I hope you are all as excited as I am to get the Maryland Spark meetup back into action for 2018! To kick off the year, we have put together an outstanding evening of networking and hands on, code-heavy talks! The sessions and expert speakers have been selected to provide you a no fluff evening of actionable information. This is a privately funded event focused on delivering quality technical information so ABSOLUTELY NO RECRUITERS.
Databricks, the principal company behind Spark, will present and demonstrate the new and exciting features for the upcoming Spark 2.3 release. GridGain will present and demonstrate how to increase the scale and speed of Spark with the integration of Apache Ignite. Please also note the venue change back to the Arundel Hotel. I can’t wait to see everyone for an awesome evening!
5:00 – 6:00 – Networking, Happy Hour, and Refreshments
6:00 – 7:00 – Databricks presents upcoming features in Apache Spark 2.3
7:00 – 8:00 – GridGain presents Apache Ignite for streaming analytics Talks and Demonstrations:
Databricks Delta and new features in Apache Spark 2.3
This talk presents new and upcoming features in Apache Spark 2.3 and Databricks. Come learn about new Structured Streaming features like stream-to-stream joins, low-latency continuous processing, as well as updates to the SQL Cost Based optimizer, and support for ML Pipeline scoring.
In the second half of the talk, we demonstrate Databricks Delta through notebooks. Delta adds transactional support and performance optimizations to the Databricks Runtime, which allows for faster, consistent, and reliable support for concurrent batch and streaming workloads in cloud data lakes.
Apache Spark and Apache Ignite: Make streaming analytics real with in-memory computing
Streaming analytics software, and Apache Spark in particular, has entered the spotlight as companies try to improve the customer experience and other business outcomes in real-time through automation. It's the arguably the biggest improvement any company can make to their business. It's done by intelligently processing data streams and identifying important events and acting on them in near real-time by kicking off a simple action or more sophisticated business process. One challenge is how to process all this data, which has grown 50x in the last decade alone, and do it in seconds not hours. Another is how to use new types of intelligence, from simple regressions to machine learning, to improve outcomes. The answer several early innovators have turned to is a combination of Apache Spark and Apache Ignite that combines in-memory computing with collocation of data and computations.
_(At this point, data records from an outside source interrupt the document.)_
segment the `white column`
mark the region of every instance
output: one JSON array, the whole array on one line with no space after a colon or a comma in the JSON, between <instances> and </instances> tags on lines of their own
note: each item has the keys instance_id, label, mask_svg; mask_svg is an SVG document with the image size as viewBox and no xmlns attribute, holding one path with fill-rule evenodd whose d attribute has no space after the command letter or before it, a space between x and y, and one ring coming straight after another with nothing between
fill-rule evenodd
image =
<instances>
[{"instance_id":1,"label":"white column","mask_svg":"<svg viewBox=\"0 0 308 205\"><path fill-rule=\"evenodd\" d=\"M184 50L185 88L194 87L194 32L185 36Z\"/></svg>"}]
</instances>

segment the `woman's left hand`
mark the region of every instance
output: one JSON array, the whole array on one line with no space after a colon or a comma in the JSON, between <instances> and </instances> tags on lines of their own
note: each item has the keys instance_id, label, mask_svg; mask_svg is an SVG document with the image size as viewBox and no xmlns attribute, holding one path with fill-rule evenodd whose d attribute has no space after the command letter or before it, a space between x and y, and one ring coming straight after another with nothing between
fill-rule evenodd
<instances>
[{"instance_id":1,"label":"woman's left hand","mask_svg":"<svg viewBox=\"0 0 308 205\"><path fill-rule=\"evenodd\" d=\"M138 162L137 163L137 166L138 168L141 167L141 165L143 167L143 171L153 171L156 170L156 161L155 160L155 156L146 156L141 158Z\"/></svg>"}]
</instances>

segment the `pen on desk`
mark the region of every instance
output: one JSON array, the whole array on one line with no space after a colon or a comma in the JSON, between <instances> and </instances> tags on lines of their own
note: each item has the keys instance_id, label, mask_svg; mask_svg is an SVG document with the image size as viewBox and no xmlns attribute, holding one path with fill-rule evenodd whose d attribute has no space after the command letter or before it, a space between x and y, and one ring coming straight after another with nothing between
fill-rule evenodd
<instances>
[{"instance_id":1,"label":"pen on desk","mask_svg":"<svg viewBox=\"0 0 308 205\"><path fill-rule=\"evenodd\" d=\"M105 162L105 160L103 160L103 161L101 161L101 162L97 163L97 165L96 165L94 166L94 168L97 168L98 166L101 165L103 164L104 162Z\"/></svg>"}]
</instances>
In this talk we will drill down into several examples using Apache Spark and Apache Ignite. Learn how Apache Spark is integrated with Apache Ignite through standard Spark APIs, and how Spark benefits from processing data in-memory in Apache Ignite.
Specifically in this session we will demonstrate:
- how to use Ignite as an in-memory database for Spark applications
- how to perform streaming analytics by deploying Spark stream pipeline
- how to process data stored in Ignite with Spark RDDs and DataFrames
- how to speed up SQL queries by leveraging the Ignite SQL engine and indexing
Ameet Kini, PhD., is a Resident Solutions Architect at Databricks, where he is privileged to help Federal agencies adopt and succeed with Databricks and Spark. In recent roles, Ameet has worked as a researcher, developer, and architect building production big data applications in the geospatial and graph analysis domains, supporting agencies across the Federal government. He is an early adopter of Spark, having seen the pre-structured days of v0.6. Ameet received a Ph.D. in Computer Science from the University of Wisconsin-Madison in the area of large scale data management and a B.S. in Computer Science from UMBC.
Akmal Chaudhri, PhD., is GridGain’s Technology Evangelist. His role is to help build the global Apache Ignite community and raise awareness through presentations and technical writing. Akmal has over 25 years experience in IT and has previously held roles as a developer, consultant, product strategist and technical trainer. He has worked for several blue-chip companies such as Reuters and IBM, and also the Big Data startups Hortonworks (Hadoop) and DataStax (Cassandra NoSQL Database).